S. Epatha Merkerson and Jane Kaczmarek in The Roommate at the Williamstown Theatre Festival. (Photo: Daniel Rader) |
The look of The Roommate (mainstage), with a set by Dane Laffrey, is fine, and there’s nothing wrong with Mike Donahue’s staging. The problem is purely the play itself, by Jen Silverman: it makes absolutely no sense. S. Epatha Merkerson plays Sharon, an Iowa City divorcee whose overprotective attitude toward her son keeps him at a distance. (He now resides in Brooklyn.) Sharon has opted to take in a roommate, and Robyn (Jane Kaczmarek), a gay vegan from the Bronx, is it – though Sharon appears to know so little about her when she appears that you wonder what they could have discussed in the phone interview before Robyn moved in.
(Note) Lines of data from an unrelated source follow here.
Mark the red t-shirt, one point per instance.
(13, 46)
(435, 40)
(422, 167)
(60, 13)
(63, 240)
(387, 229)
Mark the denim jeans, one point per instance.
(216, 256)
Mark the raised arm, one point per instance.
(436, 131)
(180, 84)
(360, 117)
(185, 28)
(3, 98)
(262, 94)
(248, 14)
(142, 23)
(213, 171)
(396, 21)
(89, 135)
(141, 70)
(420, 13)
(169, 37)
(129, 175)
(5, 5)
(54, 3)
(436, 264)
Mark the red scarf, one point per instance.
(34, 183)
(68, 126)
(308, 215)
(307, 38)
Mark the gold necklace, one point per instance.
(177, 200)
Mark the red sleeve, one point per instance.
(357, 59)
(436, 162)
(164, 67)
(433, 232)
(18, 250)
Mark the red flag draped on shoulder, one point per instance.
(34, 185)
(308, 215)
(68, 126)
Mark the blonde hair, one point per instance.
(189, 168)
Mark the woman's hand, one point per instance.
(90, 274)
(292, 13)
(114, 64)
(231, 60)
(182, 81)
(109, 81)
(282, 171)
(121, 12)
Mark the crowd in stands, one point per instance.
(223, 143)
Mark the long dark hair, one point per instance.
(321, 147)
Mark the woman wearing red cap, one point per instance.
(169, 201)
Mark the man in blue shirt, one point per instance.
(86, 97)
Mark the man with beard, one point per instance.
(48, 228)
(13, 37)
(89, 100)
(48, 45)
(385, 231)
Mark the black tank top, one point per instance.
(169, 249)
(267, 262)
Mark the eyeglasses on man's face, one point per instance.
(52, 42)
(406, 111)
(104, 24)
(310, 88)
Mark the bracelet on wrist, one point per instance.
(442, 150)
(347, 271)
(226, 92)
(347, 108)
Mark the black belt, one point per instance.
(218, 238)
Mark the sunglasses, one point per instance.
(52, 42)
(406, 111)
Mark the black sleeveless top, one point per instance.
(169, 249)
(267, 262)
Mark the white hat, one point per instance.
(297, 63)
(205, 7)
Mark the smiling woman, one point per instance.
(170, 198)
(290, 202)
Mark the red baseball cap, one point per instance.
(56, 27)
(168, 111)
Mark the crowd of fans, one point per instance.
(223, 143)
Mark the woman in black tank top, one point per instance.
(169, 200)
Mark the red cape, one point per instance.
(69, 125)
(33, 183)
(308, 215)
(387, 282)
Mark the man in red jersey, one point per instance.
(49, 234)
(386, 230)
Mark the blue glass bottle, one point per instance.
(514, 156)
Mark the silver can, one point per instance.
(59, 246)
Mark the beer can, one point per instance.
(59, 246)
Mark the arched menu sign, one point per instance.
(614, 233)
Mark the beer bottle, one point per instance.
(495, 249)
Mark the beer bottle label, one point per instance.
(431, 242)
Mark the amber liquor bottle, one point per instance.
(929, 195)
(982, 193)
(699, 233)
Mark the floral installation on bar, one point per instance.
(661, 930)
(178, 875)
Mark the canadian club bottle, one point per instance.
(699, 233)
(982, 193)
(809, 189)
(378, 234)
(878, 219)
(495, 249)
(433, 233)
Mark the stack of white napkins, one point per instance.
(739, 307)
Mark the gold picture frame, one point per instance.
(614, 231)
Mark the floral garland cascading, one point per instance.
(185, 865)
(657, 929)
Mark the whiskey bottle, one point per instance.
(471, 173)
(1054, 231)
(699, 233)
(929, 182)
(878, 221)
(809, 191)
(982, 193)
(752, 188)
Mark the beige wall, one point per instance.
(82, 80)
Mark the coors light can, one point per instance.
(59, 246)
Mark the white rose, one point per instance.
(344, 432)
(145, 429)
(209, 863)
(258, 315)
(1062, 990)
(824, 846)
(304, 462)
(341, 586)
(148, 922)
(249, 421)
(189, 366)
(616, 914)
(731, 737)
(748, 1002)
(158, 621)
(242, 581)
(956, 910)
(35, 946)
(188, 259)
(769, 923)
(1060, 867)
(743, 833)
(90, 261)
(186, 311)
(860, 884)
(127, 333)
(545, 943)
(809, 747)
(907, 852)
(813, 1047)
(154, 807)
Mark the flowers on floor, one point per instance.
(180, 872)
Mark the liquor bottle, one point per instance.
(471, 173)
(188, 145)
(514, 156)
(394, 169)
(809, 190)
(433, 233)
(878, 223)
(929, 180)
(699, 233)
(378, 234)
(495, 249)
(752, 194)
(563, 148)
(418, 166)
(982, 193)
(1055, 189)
Sharon is good-natured and friendly, Robyn guarded and secretive, but within a week they’ve bonded by getting high together (Sharon’s first time smoking weed). When Sharon gets curious enough to break into one of Robyn’s unpacked boxes and discovers dozens of driver’s licenses with different names and Robyn admits that she’s a scam artist, Sharon is so intrigued that she persuades her new roomie to show her how it’s done. Within a month they’re in business together – several businesses, in fact: Sharon is selling Robyn’s home-grown marijuana to the other women in her book club.
The play isn’t (mostly) a comedy and it isn’t absurdist, so the twists are bewildering. Kaczmarek has some good moments and Merkerson makes her lines sound so natural that she practically seems to be improvising them. She’s a marvelous actress, but in some way the depth of her realism makes the play around her feel even more implausible. The Model American might be three or four drafts away from being workable, but you can’t imagine a professional company seizing on The Roommate and thinking it was worth producing at all.
– Steve Vineberg is Distinguished Professor of the Arts and Humanities at College of the Holy Cross in Worcester, Massachusetts, where he teaches theatre and film. He also writes for The Threepenny Review and is the author of three books: Method Actors: Three Generations of an American Acting Style; No Surprises, Please: Movies in the Reagan Decade; and High Comedy in American Movies.